From: Johannes Weiner
Date: Sat Apr 27 2024 - 10:22:49 EST


On Fri, Apr 26, 2024 at 06:18:13PM -0700, Shakeel Butt wrote:
> On Fri, Apr 26, 2024 at 05:58:16PM -0700, Yosry Ahmed wrote:
> > On Fri, Apr 26, 2024 at 5:38 PM Shakeel Butt <shakeel.butt@xxxxxxxxx> wrote:
> > >
> > > To reduce memory usage by the memcg events and stats, the kernel uses
> > > indirection table and only allocate stats and events which are being
> > > used by the memcg code. To make this more robust, let's add warnings
> > > where unexpected stats and events indexes are used.
> > >
> > > Signed-off-by: Shakeel Butt <shakeel.butt@xxxxxxxxx>
> > > ---
> > > mm/memcontrol.c | 43 ++++++++++++++++++++++++++++++++++---------
> > > 1 file changed, 34 insertions(+), 9 deletions(-)
> > >
> > > diff --git a/mm/memcontrol.c b/mm/memcontrol.c
> > > index 103e0e53e20a..36145089dcf5 100644
> > > --- a/mm/memcontrol.c
> > > +++ b/mm/memcontrol.c
> > > @@ -671,9 +671,11 @@ unsigned long lruvec_page_state(struct lruvec *lruvec, enum node_stat_item idx)
> > > return node_page_state(lruvec_pgdat(lruvec), idx);
> > >
> > > i = memcg_stats_index(idx);
> > > - if (i >= 0) {
> > > + if (likely(i >= 0)) {
> > > pn = container_of(lruvec, struct mem_cgroup_per_node, lruvec);
> > > x = READ_ONCE(pn->lruvec_stats->state[i]);
> > > + } else {
> > > + pr_warn_once("%s: stat item index: %d\n", __func__, idx);
> > > }
> >
> > Can we make these more compact by using WARN_ON_ONCE() instead:
> >
> > if (WARN_ON_ONCE(i < 0))
> > return 0;
> >
> > I guess the advantage of using pr_warn_once() is that we get to print
> > the exact stat index, but the stack trace from WARN_ON_ONCE() should
> > make it obvious in most cases AFAICT.

if (WARN_ONCE(i < 0, "stat item %d not in memcg_node_stat_items\n", i))
return 0;

should work?

> > No strong opinions either way.
>
> One reason I used pr_warn_once() over WARN_ON_ONCE() is the syzbot
> trigger.
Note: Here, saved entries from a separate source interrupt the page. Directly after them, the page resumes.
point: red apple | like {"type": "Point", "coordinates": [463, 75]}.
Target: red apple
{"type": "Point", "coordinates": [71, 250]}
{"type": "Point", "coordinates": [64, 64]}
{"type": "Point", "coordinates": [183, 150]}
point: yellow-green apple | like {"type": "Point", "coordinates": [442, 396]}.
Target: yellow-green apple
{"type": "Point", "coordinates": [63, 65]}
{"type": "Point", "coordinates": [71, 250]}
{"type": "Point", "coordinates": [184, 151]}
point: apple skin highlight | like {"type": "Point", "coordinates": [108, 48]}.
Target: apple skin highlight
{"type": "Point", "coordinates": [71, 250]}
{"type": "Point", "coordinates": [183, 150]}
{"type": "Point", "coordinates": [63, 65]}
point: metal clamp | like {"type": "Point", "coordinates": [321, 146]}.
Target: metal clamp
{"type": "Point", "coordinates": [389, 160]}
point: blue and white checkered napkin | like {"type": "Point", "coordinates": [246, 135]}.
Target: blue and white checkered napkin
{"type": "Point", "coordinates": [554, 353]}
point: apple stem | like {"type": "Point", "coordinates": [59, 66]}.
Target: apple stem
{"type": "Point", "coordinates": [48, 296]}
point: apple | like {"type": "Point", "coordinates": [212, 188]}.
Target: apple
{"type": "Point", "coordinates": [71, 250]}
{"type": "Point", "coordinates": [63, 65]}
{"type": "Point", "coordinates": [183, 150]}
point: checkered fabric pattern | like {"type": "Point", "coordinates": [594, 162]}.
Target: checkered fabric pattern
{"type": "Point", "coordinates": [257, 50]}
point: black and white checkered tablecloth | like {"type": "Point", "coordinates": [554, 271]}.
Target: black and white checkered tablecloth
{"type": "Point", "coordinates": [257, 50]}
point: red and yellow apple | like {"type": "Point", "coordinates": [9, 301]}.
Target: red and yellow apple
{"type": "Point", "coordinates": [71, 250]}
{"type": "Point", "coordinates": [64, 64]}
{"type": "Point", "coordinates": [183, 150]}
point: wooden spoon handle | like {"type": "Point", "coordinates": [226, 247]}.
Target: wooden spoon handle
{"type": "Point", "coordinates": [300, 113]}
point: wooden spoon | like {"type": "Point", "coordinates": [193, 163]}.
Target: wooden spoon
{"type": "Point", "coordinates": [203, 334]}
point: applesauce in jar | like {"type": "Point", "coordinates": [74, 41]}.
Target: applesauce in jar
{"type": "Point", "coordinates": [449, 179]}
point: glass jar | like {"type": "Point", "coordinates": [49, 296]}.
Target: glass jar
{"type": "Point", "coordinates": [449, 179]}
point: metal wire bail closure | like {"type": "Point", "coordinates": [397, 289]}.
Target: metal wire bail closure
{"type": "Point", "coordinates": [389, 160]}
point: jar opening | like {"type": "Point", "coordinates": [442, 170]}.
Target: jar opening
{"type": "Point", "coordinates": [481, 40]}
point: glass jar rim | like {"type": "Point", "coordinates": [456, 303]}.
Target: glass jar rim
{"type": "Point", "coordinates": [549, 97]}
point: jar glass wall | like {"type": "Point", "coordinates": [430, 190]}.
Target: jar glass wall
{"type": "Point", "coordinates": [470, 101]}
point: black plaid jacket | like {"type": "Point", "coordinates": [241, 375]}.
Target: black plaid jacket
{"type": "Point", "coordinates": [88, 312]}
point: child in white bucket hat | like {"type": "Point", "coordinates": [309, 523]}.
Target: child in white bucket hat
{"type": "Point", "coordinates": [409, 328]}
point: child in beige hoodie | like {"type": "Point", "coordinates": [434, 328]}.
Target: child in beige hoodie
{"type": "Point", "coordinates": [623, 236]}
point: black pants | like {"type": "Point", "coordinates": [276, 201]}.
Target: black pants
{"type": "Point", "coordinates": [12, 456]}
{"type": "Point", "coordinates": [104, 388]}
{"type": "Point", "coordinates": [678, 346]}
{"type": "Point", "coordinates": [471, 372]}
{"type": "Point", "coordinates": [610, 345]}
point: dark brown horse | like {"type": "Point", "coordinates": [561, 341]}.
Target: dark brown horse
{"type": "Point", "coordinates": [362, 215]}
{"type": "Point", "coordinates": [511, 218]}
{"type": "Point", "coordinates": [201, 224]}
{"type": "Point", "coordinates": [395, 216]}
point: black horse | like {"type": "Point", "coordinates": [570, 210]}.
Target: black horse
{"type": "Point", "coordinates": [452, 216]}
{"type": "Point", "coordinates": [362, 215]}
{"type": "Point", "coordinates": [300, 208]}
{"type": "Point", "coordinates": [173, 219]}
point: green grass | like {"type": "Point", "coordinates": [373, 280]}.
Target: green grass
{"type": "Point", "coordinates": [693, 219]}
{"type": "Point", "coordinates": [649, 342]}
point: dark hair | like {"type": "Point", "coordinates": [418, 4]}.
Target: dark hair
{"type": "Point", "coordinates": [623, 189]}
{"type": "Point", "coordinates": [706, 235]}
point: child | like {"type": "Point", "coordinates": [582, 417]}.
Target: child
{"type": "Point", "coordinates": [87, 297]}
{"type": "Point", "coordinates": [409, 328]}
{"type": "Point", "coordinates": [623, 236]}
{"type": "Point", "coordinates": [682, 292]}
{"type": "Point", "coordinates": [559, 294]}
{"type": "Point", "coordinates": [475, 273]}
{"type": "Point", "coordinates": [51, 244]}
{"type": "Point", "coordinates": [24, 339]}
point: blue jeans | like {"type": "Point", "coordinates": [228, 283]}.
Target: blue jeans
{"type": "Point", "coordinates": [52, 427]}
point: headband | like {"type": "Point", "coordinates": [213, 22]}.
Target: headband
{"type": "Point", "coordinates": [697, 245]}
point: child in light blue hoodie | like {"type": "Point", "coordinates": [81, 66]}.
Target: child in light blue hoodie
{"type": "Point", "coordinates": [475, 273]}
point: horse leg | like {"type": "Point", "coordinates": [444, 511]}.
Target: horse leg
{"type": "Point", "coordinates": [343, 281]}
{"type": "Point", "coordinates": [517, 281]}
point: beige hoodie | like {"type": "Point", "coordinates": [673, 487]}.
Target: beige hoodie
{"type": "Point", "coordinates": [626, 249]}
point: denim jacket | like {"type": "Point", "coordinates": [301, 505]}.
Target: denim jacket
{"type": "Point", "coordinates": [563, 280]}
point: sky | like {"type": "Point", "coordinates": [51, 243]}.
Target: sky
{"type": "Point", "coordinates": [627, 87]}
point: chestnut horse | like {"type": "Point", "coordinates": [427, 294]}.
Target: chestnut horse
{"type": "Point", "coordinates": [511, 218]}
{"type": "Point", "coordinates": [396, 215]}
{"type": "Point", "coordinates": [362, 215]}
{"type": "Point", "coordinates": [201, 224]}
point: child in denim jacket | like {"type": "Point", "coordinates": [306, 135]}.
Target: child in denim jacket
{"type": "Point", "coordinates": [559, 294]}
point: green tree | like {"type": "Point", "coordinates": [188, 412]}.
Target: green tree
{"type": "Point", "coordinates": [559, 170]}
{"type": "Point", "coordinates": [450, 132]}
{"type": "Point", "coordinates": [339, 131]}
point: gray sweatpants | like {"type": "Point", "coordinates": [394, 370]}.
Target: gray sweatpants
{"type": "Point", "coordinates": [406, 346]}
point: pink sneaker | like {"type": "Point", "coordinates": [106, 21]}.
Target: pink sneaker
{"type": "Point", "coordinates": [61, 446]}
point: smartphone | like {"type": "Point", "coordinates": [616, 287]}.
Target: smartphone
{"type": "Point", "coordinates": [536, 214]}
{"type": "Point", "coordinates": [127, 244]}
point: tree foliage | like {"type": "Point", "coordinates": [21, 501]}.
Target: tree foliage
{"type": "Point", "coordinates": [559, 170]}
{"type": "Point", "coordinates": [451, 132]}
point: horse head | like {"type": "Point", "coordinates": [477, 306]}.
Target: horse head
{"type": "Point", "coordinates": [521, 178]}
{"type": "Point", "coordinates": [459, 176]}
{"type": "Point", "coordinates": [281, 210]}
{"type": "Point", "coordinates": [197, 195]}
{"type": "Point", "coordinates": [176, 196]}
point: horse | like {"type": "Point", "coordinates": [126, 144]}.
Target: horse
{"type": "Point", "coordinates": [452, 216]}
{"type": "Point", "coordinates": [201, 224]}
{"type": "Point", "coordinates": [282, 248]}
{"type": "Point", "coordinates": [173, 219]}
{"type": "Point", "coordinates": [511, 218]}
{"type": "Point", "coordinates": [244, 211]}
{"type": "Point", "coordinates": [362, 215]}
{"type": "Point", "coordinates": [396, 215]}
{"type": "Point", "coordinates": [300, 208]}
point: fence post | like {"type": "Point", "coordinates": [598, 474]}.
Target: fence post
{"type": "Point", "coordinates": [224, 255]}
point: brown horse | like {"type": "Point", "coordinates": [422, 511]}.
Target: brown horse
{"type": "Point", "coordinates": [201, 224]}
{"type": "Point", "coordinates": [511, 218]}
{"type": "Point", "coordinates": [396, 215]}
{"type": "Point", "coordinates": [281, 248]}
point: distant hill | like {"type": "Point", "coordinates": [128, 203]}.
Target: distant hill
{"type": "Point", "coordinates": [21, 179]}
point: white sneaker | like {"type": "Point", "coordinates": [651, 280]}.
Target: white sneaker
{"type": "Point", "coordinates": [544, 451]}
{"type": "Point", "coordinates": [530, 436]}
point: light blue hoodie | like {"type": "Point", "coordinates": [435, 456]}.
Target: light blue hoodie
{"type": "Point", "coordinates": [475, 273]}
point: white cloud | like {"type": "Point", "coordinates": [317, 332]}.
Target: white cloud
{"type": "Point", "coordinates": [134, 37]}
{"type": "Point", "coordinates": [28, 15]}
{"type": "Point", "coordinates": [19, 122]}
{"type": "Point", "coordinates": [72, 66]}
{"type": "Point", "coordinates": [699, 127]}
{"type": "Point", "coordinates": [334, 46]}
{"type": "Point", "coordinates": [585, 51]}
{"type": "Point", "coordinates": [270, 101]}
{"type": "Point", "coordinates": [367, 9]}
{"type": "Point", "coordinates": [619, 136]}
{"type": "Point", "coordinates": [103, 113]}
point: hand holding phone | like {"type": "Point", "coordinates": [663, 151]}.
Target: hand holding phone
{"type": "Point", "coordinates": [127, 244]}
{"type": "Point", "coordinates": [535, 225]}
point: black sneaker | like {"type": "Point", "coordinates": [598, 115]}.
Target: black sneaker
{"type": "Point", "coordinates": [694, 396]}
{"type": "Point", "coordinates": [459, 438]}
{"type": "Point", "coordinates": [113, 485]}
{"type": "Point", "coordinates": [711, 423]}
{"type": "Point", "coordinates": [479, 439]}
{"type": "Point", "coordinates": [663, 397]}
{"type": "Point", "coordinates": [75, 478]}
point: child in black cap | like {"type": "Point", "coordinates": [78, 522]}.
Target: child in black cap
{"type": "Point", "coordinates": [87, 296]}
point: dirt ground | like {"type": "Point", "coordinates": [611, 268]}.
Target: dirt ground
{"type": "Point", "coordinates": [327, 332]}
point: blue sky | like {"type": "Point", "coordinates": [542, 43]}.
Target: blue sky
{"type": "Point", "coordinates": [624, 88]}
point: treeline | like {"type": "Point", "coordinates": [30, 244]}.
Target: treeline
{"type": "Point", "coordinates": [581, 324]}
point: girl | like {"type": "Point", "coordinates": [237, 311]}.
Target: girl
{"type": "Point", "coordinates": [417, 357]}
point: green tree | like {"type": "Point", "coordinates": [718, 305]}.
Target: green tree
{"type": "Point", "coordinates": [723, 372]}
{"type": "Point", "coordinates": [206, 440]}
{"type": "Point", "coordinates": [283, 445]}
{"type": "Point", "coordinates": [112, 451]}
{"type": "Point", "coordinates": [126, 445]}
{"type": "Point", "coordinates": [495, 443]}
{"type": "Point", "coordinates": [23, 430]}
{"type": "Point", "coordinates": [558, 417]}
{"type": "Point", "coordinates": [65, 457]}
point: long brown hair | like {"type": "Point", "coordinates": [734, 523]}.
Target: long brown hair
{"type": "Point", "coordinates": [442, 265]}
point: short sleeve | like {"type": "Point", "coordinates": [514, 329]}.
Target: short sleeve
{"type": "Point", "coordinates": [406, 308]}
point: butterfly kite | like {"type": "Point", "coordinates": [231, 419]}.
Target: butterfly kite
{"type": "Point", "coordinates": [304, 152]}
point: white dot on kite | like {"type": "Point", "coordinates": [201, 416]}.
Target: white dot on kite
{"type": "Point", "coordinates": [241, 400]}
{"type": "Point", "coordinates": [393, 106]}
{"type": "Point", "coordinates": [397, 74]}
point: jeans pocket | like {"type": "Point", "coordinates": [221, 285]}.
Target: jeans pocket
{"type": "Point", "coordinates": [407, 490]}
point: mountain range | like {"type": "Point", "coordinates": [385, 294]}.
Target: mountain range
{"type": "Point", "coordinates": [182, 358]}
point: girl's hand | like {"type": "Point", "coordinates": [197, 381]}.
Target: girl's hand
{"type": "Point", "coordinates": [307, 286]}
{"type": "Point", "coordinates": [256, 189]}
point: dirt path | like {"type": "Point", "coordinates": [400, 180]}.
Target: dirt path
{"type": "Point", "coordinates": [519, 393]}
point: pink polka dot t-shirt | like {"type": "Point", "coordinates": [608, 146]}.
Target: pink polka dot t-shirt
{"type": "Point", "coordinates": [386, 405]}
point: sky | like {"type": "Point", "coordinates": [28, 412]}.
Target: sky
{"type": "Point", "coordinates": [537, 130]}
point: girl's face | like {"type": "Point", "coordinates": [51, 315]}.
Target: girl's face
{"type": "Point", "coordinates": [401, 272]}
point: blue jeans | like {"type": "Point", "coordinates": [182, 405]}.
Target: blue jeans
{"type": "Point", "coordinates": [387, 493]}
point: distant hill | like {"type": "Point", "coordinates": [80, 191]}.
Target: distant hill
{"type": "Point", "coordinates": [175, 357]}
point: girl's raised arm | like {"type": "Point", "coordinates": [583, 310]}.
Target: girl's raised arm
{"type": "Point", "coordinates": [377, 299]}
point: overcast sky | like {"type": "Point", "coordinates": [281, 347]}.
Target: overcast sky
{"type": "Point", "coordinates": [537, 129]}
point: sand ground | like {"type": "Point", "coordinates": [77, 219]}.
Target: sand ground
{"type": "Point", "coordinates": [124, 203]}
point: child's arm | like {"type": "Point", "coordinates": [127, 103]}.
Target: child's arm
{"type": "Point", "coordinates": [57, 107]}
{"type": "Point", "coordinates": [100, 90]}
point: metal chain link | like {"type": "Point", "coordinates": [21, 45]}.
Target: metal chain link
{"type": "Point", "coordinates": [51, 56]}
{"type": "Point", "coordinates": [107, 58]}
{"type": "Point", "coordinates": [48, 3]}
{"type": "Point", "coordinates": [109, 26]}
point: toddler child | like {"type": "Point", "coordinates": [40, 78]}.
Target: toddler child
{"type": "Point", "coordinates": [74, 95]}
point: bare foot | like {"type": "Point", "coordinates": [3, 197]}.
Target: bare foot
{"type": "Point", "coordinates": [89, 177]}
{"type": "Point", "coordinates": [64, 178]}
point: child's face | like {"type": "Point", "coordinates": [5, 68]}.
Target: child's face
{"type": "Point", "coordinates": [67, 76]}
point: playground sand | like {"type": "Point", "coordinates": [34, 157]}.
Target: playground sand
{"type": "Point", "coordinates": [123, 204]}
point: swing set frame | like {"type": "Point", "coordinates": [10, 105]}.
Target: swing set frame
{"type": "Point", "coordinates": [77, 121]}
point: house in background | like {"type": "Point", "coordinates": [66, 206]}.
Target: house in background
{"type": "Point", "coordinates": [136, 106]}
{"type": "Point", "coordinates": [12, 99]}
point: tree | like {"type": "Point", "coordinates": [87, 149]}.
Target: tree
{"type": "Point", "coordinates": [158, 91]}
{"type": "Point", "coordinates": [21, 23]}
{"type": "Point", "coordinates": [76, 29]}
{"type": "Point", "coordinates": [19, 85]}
No need to trip the bot over this error condition.

The warn splat is definitely quite verbose. But I think that would
only be annoying initially, in case a site was missed. Down the line,
it seems helpful to have this stand out to somebody who is trying to
add a new cgroup stat and forgets to update the right enums.